Этот мальчик с тонкими, отливающими медью волосами и синими глазами был выше меня ростом и, как видно, веселый.
Мы, разумеется, поговорили о наших первых шагах в лицее. Ланьо, который играл среди нас роль старожила, объявил, что «мы еще увидим виды». Мы невольно призадумались. Затем Ланьо хвастливо описал свое «бе-э» на латыни. Но Нельпс нашел, что Ланьо поторопился: если в первый день получишь взбучку, то, чего доброго, накличешь беду на целый год.

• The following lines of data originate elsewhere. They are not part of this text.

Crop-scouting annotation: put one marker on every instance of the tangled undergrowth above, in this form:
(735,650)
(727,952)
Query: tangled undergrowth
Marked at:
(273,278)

Ланьо повел плечом — ему, мол, никакие взбучки не страшны, и мое восхищение его героизмом только возросло.
То тут, то там затевались буйные игры, нас поминутно толкали, и мы сели в сторонке, на нетесаную деревянную скамью, тянувшуюся вдоль стены в глубине двора.
Нельпс рассказал нам о своем классе, а мы ему — о своем и о тяжкой необходимости учиться этой проклятой латыни у Сократа. Тут Нельпс, который его в глаза не видал и даже о нем не слышал, холодно заметил, что Сократ, конечно, не фамилия, а прозвище.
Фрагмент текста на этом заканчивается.